When you work in the “helping professions,” you
often hear people describe their loved ones. They
sometimes let you know how much their loved ones
mean to them and some of the wonderful things
they’ve done.
But the truth is that people often see their loved
ones as problems. They see their loved ones as
causing many of the difficulties that occur in
their life.
And the thing that marks people who are doomed to
struggle with their loved ones is the exaggeration
of their faults. I recall the surprise I
experienced when I met the spouse of clients while
doing counseling.
“So this is Jack the Ripper?” I wondered, when a
perfectly reasonable man would appear with his
wife at the counseling sessions. I had been
hearing him described by his wife for five months,
and what I experienced with him was vastly
different than the person I had heard about.
This tendency to exaggerate is particularly common
with parents. Parents often believe that their
kids have serious troubles, are incorrigible, or
will never make it in the real world.
Sometimes they’re right, but most of the time
they’re just afraid.
Parents have a lot riding on the outcome of their
kids’ development.
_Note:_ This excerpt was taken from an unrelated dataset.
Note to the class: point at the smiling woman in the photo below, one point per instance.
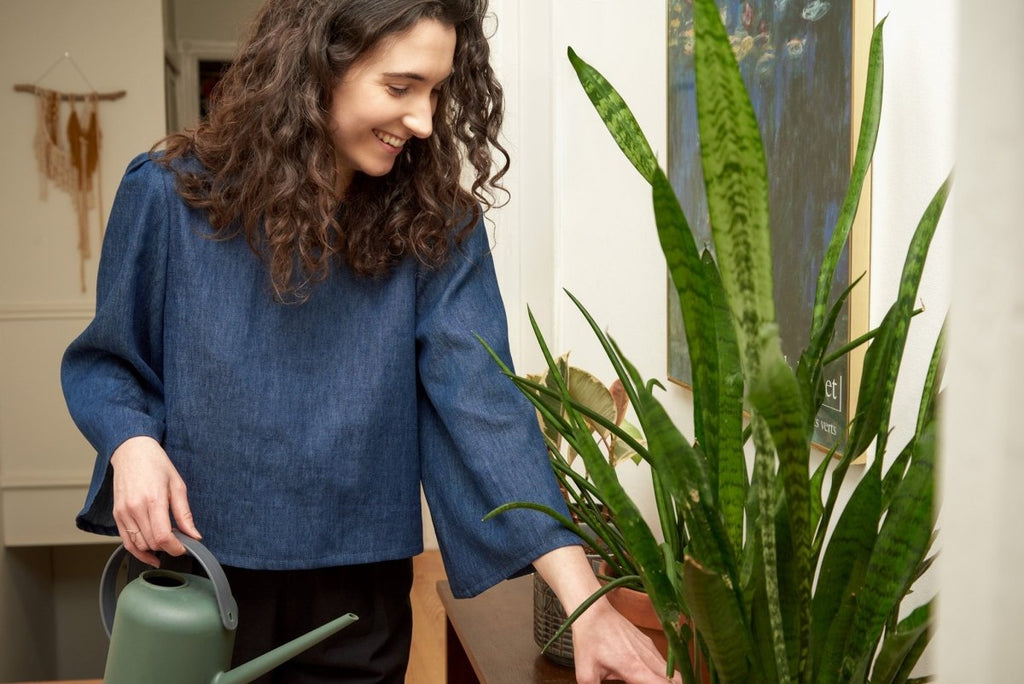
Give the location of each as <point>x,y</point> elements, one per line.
<point>285,344</point>
<point>388,97</point>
There may be no closer or more
intimate reflection of who you are than when you
look at your kids. And parents feel the pressure
of their own failure when their kids perform
“badly.”
The problems often don’t start when kids have
struggles in their performance. The problems start
when parents exaggerate their problems and
completely overreact to them. They start when a
parents’ fear overpowers their sense of reason and
patience.
You see, the development of a young person is a
process that demands a great deal of patience from
parents.
I’ve spent a great deal of time personally and
professionally developing strategies to help
parents to take responsibility for their
relationships with their kids. And since worrying
about your kids and seeing them as flawed is
tremendously ineffective, it’s also the only
choice when you’re trying to be an effective
parent.
Here are some ways to avoid exaggerating your
kids’ problems and taking responsibility for a
successful journey through parenthood:
Talk regularly with other parents, you’ll find
out they have big struggles and challenges, too!
This is a wonderful way to normalize things for
you.
Pay very close attention to how you’re seeing
your kids. One of the biggest factors in how your
kids turn out is how you see them—do you see them
as flawed and needing fixing, or do you see them
as wonderful and capable?
Talk to other people who have close contact with
your kids. Their teachers, coaches, and friends’
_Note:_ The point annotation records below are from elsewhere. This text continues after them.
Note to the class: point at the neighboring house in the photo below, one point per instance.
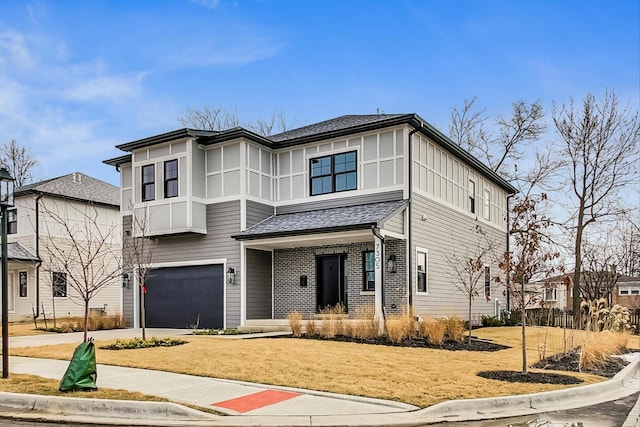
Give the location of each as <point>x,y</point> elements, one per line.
<point>34,286</point>
<point>626,292</point>
<point>360,210</point>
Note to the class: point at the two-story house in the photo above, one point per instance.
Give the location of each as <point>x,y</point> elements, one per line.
<point>360,210</point>
<point>35,287</point>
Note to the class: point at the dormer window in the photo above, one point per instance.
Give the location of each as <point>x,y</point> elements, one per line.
<point>148,183</point>
<point>171,178</point>
<point>334,173</point>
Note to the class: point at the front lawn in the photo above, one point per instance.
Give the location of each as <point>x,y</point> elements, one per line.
<point>419,376</point>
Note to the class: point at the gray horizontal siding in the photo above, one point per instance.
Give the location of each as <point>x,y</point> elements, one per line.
<point>223,220</point>
<point>340,202</point>
<point>259,299</point>
<point>257,212</point>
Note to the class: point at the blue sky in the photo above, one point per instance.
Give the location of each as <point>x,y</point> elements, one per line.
<point>79,77</point>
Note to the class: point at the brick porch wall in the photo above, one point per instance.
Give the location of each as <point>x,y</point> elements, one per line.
<point>290,264</point>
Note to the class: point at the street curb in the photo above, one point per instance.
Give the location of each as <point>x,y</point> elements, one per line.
<point>128,409</point>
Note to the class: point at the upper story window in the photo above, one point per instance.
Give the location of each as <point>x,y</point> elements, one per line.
<point>148,183</point>
<point>59,284</point>
<point>472,196</point>
<point>12,221</point>
<point>368,268</point>
<point>334,173</point>
<point>171,178</point>
<point>487,205</point>
<point>487,282</point>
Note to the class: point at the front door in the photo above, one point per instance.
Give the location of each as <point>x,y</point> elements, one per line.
<point>331,281</point>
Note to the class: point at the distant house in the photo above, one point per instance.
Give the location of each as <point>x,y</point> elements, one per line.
<point>34,287</point>
<point>360,210</point>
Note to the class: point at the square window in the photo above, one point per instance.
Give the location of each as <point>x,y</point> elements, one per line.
<point>59,281</point>
<point>369,266</point>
parents will have a different perspective than you
will.
Remember that kids develop at different speeds.
Some kids learn to walk or read earlier, and some
don’t. If your child is struggling with something,
don’t make it worse by panicking and calling in
the cavalry. Doing so may make it clear to your
child that you don’t feel they’re capable.
Remember that there will be times when you don’t
like your kids very much. This is normal stuff,
but just don’t let them know it! It will pass with
time.
Effective parents worry about their kids and
sometimes wonder whether they’re doing the “right”
things. And although they have periods when they
have their doubts, they have a core belief in
their kids that transcends most of the “problems”
their kids run into.
Remember the advice of so many parents who’ve
already raised their kids. “It will all turn out
all right, they’ll be just fine!” they say.
They’ll be especially fine if you see them as the
wonderful children of God that they are.